CONCRETE, Washington — Over the past several weeks, children and families in the Concrete School District have had a chance to enjoy blueberry pancakes, broccoli mac ‘n’ cheese and homemade ramen — without even a trip to the grocery store.
About this time of year, Concrete Elementary School students would be learning to cook similar recipes in the school’s Farm to School kitchen, said Rachel Muir, program coordinator for the Concrete Farm to School Program.
“We’ve known all along that if the kids take part in preparing (a meal), they’re more likely to try it,” Muir said.
This year, however, is different. Because of the global COVID-19 pandemic that led to a statewide closure of school buildings, students are missing out on their normal school activities, including Farm to School.
Concrete Elementary’s program partners the district with local farms and United General Hospital District 304 to provide fresh produce for school lunches, as well as to encourage students to learn more about fresh food.

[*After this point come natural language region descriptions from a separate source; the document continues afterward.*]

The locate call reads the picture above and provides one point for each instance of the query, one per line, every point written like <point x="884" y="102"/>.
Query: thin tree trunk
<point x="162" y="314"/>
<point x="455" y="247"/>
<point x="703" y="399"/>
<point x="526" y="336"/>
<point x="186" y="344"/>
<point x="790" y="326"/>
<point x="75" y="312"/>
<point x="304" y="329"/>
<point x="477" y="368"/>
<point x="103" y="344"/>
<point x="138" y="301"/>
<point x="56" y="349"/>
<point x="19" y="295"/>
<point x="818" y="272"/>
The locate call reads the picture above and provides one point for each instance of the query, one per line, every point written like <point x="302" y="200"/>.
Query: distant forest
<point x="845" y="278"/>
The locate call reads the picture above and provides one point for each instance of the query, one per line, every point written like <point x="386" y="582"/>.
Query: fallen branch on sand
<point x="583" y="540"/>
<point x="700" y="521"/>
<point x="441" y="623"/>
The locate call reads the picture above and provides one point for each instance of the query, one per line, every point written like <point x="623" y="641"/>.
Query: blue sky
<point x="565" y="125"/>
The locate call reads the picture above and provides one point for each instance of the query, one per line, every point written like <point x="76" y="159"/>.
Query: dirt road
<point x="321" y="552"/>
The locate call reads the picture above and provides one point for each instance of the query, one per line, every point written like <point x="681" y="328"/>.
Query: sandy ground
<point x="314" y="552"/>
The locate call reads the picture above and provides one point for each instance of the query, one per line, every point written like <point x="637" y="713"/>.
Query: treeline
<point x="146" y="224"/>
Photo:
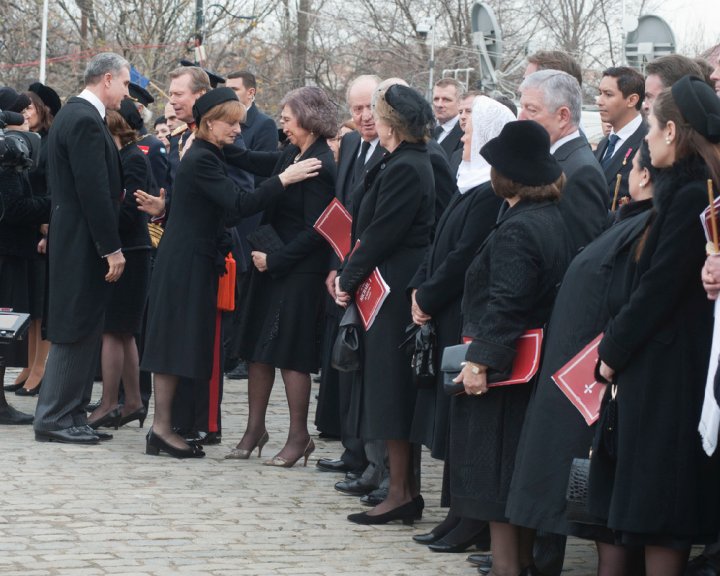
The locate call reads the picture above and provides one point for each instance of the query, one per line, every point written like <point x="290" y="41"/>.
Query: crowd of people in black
<point x="486" y="222"/>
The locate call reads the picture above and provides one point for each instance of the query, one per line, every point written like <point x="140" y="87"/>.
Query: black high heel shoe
<point x="154" y="445"/>
<point x="408" y="513"/>
<point x="139" y="414"/>
<point x="110" y="420"/>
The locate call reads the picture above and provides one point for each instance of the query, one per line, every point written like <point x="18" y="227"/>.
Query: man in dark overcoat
<point x="83" y="247"/>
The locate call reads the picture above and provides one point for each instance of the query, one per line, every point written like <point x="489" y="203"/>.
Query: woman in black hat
<point x="657" y="487"/>
<point x="392" y="223"/>
<point x="191" y="256"/>
<point x="510" y="288"/>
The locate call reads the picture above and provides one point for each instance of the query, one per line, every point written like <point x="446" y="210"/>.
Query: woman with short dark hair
<point x="510" y="288"/>
<point x="283" y="295"/>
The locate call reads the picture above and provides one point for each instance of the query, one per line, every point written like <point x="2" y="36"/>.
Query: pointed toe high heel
<point x="281" y="462"/>
<point x="408" y="513"/>
<point x="243" y="454"/>
<point x="110" y="420"/>
<point x="139" y="414"/>
<point x="154" y="444"/>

“It’s what we’re in the business of doing is teaching the kids how to eat,” Muir said. “Farm to School is all about connecting these kids with the source of their food and then empowering them to feed themselves.”
With that mission in mind, Muir’s team, as well as the district’s transportation and food services teams, have been hard at work bringing Farm to School to students’ kitchen tables.
While the district already provided daily breakfasts and lunches for most of its students via its school buses, on Fridays families who have signed up to participate receive something a little extra: a recipe kit from the Farm to School program that includes all the ingredients, including the fresh fruits and veggies, needed to make a meal. The produce comes largely from local farmers.
“We know the importance of the family dinner and of families getting together around food,” Muir said. “In this crisis, when families are all stuck at home together, it just seemed to make sense to help them dig into family meals.”
So far, nearly 100 families have signed up for the free weekly recipe kits, Muir said.
“It was really cool to send that home and have parents be involved with Farm to School for the first time in that way,” she said. “We are seeing these parents getting involved and getting to see their kids get involved.”
With each recipe kit, Muir also records a video from her own kitchen with step-by-step instructions on how to make the recipe.
Concrete School District Superintendent Wayne Barrett said the program was a welcome way to get more food to its families, especially during the pandemic.
Under normal circumstances, about 80% of his district’s students meet the federal qualifications to receive free and reduced lunches, he said. Because of its high poverty level, the district also qualifies through the federal government to have every student receive free breakfast daily.
The district is currently distributing more than 3,200 meals per week for its students — a number that has grown since the mid-March school closure, Barrett said.
“We know there are families out there that don’t have a lot, especially during this time,” he said. “(The recipe kits) give us one more opportunity to reach out to the families in our community.”
They also provide an opportunity to get hands-on lessons to kids during this era of “distance-learning,” Barrett said.
“It provides one more additional meal for our families, but it also gives them that time with their families to have an activity that they do together,” he said.